Inter-annotator agreements

GateNLP / gate-teamware

A web application for collaborative document annotation.

https://gatenlp.github.io/gate-teamware/

GNU Affero General Public License v3.0

4 stars 0 forks source link

Inter-annotator agreements #27

Open twinkarma opened 3 years ago

twinkarma commented 3 years ago

Support calculator IAA for
- Feature where you can apply a nominal, ordinal or continuous scale i.e. only single selectable option
- Radio buttons, Selector, Checkboxes where you can only select a single option
- Multiple choice to be supported later, we'd require set arithmatic
Extract for each pair of annotators all the annotations they have done
Calculate simple matches if doc classification
For sequence labelling, we need to do this with begin/end offsets and per annotation type

davidwilby commented 2 years ago

discuss with Xingyi (@deansong), he has scripts for doing this

davidwilby commented 2 years ago

rules in old teamware are same as rules in GATE developer

twinkarma commented 1 year ago

Check with team for existing inter-annotator agreement code.
Also ask the team for testing data to double check this

twinkarma commented 1 year ago

Common remedial action

Remove all annotator's annotation from project, remove from project
Revise guideline for all annotators (will start new project in this case)

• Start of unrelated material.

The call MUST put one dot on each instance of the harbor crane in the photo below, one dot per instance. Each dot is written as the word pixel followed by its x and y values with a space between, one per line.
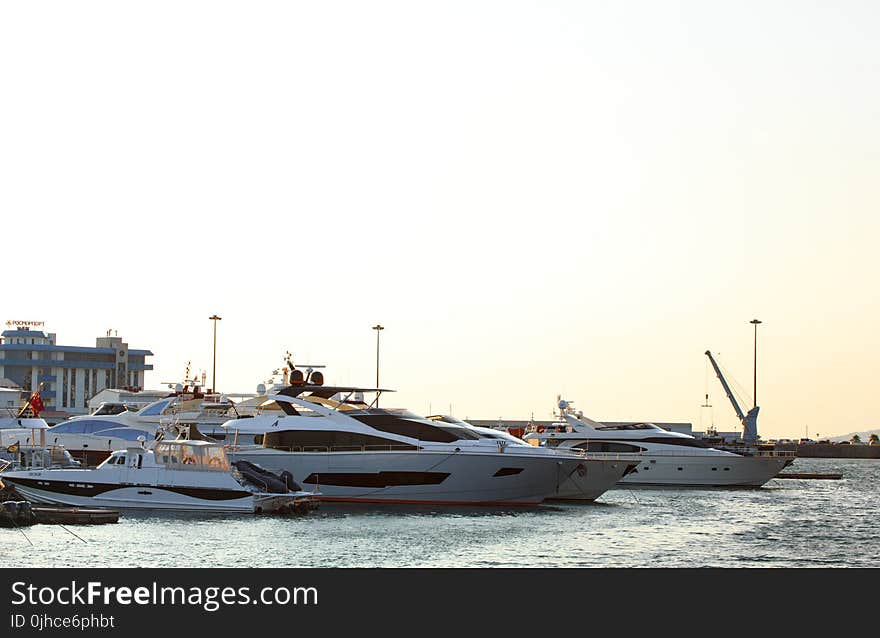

ianroberts commented 1 year ago

Things to consider - different types of IAA metrics for different types of task

binary / "nominal" classification - exact match is "correct", anything else is "wrong"
Likert-type "ordinal" scales with a finite number of options which are ordered, so e.g. 4 vs 5 is "closer" than 4 vs 1
continuous numerical scales

Maybe this needs to be part of the project configuration for each widget, so we know what sort of metrics to use for that particular question.

ianroberts commented 1 year ago

Variables may not be independent, e.g. a classification plus associated confidence score - do we want to use the confidence score as a weighting of some kind or as a threshold (e.g. only compute IAA on pairs where both annotators confidence is > 4)

twinkarma commented 1 year ago

We need to check what the standard procedure is for comparing multiple choice agreement

davidwilby commented 1 year ago

Depends upon defined scale for a particular project #349